ATCHISON, Kan. ? The final three bodies were recovered Monday from the burnt wreckage of a Kansas grain elevator where a weekend explosion killed six people and injured two others, a company official said.
The first three bodies were found during the weekend but unstable concrete, hanging steel beams and other damage had forced crews to temporarily suspend the search for the remaining victims at the Bartlett Grain Co. facility in Atchison, about 50 miles northwest of Kansas City.
The final three victims' bodies were recovered Monday morning, said Bob Knief, a Bartlett senior vice president.
Knief declined to discuss the identities of the three victims found Monday, but relatives identified two of them as Curtis Field, 21, and grain inspector Travis Keil. They have said the third person also was a grain inspector.
The grain inspectors worked for Kansas Grain Inspection Service, Inc., a private firm based in Topeka, said Tom Tunnell, executive director of the Kansas Grain and Feed Association.
Keil was a war veteran who had served as a site inspector for 16 years. His parents, Gary and Ramona Keil, drove from Salina to Atchison to wait with his three children ? ages 8, 12 and 15 ? as crews searched.
"It's a parent's worst nightmare to go through this," Gary Keil said.
Field's parents, Lynn and Patty Field of Atchison, had come to the grain elevator early Monday to wait for word about their son.
"I don't know what else to do," Patty Field said. Then, starting to cry, she added, "I just want him home ? I mean, out of there. I want him home, but I know he's not coming home."
One of the injured was in critical condition and the other was listed as serious on Monday, said Bob Hallinan, spokesman for The University of Kansas Hospital.
Farmers take their grain to grain elevators after harvest to store it before it is marketed or sold. The Bartlett grain bin is a large, concrete structure used for elevating, storing, discharging, and sometimes processing grain.

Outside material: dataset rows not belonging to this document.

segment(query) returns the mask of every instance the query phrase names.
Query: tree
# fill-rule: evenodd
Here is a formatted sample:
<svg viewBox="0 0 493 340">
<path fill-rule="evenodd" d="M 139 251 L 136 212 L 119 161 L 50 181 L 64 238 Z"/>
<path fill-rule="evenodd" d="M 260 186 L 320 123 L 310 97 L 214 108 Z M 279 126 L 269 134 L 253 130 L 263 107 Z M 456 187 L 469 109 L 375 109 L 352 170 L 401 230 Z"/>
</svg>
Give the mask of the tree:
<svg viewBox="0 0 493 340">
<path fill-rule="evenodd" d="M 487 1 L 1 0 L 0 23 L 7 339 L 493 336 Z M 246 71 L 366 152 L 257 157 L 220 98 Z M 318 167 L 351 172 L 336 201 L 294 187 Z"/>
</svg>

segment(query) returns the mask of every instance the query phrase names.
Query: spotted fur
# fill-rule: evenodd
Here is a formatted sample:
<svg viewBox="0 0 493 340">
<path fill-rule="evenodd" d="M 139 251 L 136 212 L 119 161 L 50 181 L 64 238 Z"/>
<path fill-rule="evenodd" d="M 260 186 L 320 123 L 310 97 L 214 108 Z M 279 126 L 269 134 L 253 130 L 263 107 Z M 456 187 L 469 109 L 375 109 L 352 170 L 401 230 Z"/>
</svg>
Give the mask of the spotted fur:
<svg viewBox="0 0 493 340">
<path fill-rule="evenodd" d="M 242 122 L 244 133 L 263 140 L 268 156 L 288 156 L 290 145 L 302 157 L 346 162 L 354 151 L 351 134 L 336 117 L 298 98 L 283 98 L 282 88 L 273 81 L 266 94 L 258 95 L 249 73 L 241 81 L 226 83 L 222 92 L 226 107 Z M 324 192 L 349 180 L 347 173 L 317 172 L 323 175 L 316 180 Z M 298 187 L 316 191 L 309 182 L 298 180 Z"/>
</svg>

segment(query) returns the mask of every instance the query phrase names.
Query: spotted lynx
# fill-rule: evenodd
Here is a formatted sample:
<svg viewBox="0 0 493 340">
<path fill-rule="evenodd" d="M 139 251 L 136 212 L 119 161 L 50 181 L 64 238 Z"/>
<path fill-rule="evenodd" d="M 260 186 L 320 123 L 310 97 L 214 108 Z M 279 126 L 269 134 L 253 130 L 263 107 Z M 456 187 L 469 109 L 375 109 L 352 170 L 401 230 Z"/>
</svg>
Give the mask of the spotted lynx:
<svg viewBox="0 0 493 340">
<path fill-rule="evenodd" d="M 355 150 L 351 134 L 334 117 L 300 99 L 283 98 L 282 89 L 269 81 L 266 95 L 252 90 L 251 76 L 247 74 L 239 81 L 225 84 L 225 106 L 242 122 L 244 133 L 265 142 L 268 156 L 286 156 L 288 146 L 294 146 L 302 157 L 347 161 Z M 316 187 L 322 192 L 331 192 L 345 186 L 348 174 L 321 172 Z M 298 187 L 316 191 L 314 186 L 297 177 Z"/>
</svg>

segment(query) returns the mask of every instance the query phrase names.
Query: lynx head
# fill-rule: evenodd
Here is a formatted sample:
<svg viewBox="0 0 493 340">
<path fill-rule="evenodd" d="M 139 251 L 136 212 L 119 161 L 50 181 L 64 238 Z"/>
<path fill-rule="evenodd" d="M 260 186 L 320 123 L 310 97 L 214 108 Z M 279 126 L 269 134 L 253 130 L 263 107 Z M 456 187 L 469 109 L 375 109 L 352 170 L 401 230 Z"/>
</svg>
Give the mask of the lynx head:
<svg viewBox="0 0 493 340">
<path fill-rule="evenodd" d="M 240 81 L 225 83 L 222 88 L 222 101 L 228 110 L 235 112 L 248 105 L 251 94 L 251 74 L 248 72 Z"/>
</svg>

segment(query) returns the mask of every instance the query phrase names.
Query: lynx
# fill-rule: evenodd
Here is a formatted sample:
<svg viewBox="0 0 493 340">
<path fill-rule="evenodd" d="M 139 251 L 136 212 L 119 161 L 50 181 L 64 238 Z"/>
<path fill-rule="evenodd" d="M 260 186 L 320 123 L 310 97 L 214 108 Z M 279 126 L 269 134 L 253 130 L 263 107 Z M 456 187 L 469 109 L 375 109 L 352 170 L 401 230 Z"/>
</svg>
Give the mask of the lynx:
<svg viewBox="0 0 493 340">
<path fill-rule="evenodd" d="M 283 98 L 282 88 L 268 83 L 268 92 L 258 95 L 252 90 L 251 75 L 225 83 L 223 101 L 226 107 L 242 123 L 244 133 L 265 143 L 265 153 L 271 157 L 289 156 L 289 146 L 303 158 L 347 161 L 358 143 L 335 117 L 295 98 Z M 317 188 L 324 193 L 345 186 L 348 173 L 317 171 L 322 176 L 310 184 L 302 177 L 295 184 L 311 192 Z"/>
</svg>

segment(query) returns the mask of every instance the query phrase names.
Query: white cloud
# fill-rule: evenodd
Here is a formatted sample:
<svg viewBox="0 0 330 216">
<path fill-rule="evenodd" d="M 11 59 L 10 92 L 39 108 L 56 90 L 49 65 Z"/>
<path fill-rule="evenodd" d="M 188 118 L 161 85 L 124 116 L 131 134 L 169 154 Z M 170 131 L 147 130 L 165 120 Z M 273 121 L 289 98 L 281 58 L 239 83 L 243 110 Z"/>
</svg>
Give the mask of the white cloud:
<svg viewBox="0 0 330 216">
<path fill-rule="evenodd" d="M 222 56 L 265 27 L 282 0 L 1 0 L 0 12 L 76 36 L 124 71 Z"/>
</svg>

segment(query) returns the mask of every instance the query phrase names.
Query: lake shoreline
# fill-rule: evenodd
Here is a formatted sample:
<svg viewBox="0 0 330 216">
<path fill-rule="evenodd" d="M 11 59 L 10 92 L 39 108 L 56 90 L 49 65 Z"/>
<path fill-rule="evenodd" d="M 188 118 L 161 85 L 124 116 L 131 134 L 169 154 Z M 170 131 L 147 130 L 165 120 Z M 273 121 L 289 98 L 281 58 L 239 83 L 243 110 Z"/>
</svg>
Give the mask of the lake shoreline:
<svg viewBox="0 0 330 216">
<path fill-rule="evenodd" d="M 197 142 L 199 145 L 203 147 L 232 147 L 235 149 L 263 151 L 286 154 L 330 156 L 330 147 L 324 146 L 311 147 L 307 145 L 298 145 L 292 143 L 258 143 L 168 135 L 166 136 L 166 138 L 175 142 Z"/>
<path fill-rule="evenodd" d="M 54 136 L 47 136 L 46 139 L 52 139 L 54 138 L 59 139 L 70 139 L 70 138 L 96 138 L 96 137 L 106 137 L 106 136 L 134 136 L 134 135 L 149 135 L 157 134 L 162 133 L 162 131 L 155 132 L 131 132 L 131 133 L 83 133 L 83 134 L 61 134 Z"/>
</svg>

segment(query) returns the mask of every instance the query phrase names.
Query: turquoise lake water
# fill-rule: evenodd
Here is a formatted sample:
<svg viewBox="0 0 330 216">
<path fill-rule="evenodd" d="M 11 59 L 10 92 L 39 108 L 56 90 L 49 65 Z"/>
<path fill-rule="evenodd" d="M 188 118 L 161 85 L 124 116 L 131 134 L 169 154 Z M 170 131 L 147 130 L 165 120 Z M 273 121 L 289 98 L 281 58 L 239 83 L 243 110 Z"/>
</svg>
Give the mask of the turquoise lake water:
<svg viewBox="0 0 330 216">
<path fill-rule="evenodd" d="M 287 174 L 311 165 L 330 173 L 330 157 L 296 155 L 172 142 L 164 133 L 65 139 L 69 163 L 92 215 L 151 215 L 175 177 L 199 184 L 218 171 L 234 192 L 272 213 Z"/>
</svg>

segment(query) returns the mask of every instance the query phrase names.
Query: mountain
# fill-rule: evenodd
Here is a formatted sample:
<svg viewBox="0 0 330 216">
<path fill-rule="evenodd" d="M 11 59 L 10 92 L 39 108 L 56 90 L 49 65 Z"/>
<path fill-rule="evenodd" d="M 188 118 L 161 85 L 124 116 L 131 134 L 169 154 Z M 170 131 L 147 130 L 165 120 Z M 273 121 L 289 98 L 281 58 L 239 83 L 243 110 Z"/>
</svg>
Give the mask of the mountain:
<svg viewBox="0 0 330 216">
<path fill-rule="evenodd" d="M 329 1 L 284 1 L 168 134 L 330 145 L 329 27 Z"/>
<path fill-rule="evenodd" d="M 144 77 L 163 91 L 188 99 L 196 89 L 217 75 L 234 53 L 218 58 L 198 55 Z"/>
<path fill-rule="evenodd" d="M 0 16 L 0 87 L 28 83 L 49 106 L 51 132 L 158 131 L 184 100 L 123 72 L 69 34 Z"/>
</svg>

The explosion was a harrowing reminder of the dangers grain elevator workers face. When grain is handled at elevators, it creates dust that floats around inside the storage facility. The finer the grain dust particles, the greater its volatility. Typically, something ? perhaps sparks from equipment or a cigarette ? ignites the dust. That sends a pressure wave that detonates the rest of the floating dust in the facility.
The danger tends to be greater toward the end of the harvest season when the elevators are brimming with highly combustible grain dust. Saturday's blast fired an orange fireball into the night sky, shot off a chunk of the grain distribution building directly above the elevator and blew a large hole in the side of a concrete silo.
The three Bartlett workers whose bodies were recovered earlier were identified as Chad Roberts, 20; Ryan Federinko, 21; and John Burke, 24.
Roberts planned to get married Nov. 19 and take a honeymoon cruise to the Bahamas, said Alicia Cobleigh, his fiancee. She said he liked to hunt and fish and took her fishing. They'd met in high school.
"He was fun, and he couldn't wait to be a husband and a dad," she said "We actually bought a house in April and remodeled it."
Family members and friends turned the sign outside the elevator into a memorial for the workers. A sweatshirt with Federinko's name written on it in marker also was marked, "Why!"
Bartlett Grain President Bill Fellows said in a statement that workers were loading a train with corn when the explosion occurred, but the cause of the explosion remained unclear. The company brought in a South Dakota-based engineer with expertise in such accidents to help federal safety investigators at the scene.
Over the past four decades, there have more than 600 explosions at grain elevators, killing more than 250 people and injuring more than 1,000, according to the Occupational Safety and Health Administration. Last year, there were non-fatal grain explosions or fires in several states including Nebraska, Illinois, Ohio, South Dakota and Louisiana.